Разумеется, уйти ему дали без препоны. И проклятие (хоть и супруга, и дружины немалое число, и казна княжеская остались во Плескове) тотчас было снято с города, и все сошли в мир и любовь. А он… он сел за тяжкое послание хану Узбеку. При поминках. При серебре новгородском, что иначе осело бы в его великокняжеской казне. И как спешно, как резво, выдирая возы и сани из провалов и водомоин в рыхлых весенних путях, из снежной каши в самом деле развезшихся дорог, незаботно оставляя тяжелый припас в новгородских рядках до сухого летнего пути, шли, и шли, и шли, торопливо откатывая домовь, домовь, домовь! К жонкам, в дымные избы. Ладить упряжь и снасть, пахать, сеять. И уменьшалась, растекаясь, рать, ручейками уходя в налитые солнцем леса, в синюю даль дорог. Уходили суздальцы, уходил владимирский полк, нынче пришедший под воеводством суздальского князя (не всё и не вдруг выдала ему Орда!). Уходили, откалывались тверичи, шли, приметно избирая иные от московитов дороги, и таяло, уменьшалось войско великого князя. А лица у всех радостные, весенние – никто не хотел ратиться в этой войне!

 

Вот сейчас он выйдет из полутьмы церковной. Будут двор, нищие, что ждут его, великокняжеской, неукоснительной милостыни, храмоздательство, затеянное ради нового греческого митрополита Феогноста, бояре с делами, дьяки с грамотами и старший сын Симеон, такой еще мальчик, столь еще беззащитный пред грозным величием власти!

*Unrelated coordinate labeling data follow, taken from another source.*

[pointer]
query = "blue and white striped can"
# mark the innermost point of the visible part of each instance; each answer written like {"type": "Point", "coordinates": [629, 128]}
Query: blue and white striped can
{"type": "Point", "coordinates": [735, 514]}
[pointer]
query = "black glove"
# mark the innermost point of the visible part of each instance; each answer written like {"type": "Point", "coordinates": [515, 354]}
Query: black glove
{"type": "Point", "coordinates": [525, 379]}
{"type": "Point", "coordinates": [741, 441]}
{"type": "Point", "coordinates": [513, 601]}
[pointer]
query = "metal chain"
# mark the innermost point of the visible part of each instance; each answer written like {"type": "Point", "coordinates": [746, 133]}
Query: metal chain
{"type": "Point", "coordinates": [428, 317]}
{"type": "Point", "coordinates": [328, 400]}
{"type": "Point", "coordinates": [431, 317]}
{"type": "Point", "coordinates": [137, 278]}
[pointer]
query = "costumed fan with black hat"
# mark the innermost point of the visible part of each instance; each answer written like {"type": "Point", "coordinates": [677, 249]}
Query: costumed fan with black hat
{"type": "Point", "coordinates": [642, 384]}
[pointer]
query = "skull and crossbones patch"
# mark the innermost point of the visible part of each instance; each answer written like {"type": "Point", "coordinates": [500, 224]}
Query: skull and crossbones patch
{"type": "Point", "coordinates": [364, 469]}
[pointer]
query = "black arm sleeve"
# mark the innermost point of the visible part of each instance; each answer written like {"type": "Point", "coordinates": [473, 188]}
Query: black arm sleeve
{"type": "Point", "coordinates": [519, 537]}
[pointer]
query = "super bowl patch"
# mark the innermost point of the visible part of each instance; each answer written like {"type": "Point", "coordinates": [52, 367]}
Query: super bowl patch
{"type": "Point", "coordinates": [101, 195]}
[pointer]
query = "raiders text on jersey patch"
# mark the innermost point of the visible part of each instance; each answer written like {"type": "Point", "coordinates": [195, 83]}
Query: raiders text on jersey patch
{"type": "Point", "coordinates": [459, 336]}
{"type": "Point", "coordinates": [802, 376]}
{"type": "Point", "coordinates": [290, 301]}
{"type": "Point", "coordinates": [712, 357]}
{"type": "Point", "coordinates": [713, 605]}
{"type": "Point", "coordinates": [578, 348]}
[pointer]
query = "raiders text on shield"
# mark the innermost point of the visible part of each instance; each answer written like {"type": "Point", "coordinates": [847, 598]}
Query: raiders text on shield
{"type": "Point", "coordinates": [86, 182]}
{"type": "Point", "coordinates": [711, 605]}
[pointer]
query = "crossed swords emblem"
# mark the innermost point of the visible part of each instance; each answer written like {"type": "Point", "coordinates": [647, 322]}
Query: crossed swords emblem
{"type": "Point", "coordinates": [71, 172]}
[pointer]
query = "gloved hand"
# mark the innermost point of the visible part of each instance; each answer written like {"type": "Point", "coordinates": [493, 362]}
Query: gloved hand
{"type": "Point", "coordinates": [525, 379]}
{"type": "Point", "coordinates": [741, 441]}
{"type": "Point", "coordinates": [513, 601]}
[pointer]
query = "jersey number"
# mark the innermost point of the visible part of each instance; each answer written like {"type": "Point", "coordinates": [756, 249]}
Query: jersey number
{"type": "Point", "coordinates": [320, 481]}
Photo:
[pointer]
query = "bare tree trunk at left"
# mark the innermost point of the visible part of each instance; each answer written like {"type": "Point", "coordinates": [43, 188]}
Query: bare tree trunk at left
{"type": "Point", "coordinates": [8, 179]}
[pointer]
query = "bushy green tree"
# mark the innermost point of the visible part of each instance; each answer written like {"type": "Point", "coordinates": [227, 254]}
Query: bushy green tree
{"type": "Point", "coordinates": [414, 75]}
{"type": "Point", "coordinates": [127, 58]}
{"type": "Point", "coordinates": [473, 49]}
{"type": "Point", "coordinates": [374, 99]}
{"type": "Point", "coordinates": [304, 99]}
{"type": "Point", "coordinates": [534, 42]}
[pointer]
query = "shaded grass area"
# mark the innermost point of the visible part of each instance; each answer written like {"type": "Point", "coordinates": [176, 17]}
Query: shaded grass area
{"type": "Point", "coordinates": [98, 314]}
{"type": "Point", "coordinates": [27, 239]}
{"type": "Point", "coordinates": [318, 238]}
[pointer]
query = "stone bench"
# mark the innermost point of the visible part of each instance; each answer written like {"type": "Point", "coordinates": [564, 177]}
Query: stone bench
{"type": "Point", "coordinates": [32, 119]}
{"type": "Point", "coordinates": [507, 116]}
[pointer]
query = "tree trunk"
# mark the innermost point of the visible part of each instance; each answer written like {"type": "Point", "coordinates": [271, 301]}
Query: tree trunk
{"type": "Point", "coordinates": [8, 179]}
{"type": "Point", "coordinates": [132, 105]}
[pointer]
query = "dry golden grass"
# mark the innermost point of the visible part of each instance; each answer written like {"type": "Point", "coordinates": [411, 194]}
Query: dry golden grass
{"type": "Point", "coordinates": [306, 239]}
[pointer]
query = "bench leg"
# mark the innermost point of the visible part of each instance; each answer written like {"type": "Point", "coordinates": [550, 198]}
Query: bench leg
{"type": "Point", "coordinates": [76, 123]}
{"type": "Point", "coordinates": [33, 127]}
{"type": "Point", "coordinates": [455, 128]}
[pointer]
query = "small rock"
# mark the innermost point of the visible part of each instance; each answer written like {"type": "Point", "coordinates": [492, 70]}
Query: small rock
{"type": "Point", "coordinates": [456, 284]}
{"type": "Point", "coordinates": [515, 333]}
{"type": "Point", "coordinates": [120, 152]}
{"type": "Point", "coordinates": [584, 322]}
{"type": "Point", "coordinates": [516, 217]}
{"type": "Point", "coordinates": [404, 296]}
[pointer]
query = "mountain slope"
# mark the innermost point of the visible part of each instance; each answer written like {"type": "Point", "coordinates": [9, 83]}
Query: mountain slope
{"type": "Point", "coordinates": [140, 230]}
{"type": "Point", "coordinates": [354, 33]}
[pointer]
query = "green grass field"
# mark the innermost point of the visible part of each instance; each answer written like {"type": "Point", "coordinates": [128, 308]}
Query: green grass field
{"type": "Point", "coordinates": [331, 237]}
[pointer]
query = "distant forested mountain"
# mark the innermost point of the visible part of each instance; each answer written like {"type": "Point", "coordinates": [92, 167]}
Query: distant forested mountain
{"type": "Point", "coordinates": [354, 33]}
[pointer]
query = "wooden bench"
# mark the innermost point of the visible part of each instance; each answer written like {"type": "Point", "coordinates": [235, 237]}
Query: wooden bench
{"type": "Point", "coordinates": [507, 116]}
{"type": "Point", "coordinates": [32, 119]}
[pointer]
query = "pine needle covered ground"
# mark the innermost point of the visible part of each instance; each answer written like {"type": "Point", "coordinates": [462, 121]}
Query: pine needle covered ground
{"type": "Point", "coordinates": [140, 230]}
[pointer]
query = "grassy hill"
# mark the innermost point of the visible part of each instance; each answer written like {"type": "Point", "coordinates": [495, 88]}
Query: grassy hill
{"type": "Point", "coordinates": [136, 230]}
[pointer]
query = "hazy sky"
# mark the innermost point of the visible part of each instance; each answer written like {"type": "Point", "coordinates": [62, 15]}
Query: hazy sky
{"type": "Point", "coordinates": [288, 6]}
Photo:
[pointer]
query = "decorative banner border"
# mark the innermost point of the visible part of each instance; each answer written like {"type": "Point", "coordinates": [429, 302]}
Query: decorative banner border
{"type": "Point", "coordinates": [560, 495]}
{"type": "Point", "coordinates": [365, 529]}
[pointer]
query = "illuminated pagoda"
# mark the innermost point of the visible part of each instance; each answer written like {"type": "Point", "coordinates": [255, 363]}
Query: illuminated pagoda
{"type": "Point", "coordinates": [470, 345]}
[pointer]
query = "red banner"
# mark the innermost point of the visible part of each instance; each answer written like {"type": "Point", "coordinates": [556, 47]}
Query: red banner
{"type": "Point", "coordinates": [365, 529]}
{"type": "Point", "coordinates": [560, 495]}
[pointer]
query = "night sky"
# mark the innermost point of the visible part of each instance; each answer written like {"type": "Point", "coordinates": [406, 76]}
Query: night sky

Иван поднимает лик горе, и долго глядит на большого «Спаса» московской работы, и видит вдруг, что лик Спаса суров и жесток, и пронзителен зраком, и морщины округ широко разверстых глаз и около рта Спасителя тонки и горьки. С кого писал образ сей московит-иконописец? Чей зрак, чью густоту волос, чью жесткую сеть морщин держал он в мысленном взоре своем? Иван редко гляделся в полированное серебро зеркала и забывал порою о печатях времени на лице своем. Но сейчас постиг, припомнил и ужаснулся: лик Спаса на иконе не являет ли тайная тайных его, княжого лица? Понимал ли его иконописец? Провидел ли умным взором или сам для себя неожиданно измыслил такое? Или жестокое столь вкоренилось нынче в московском дому, что и писец иконный, мысля о Спасе, не иначе видит горнего учителя нашего, Иисуса Христа?

«Господи! К тебе прибегаю! О земле своей пекусь я в жестоце и хладе сердца своего! Повиждь и внемли нижайшему рабу своему!»

Он рывком встает с колен. Осеняет себя последний раз крестным знамением.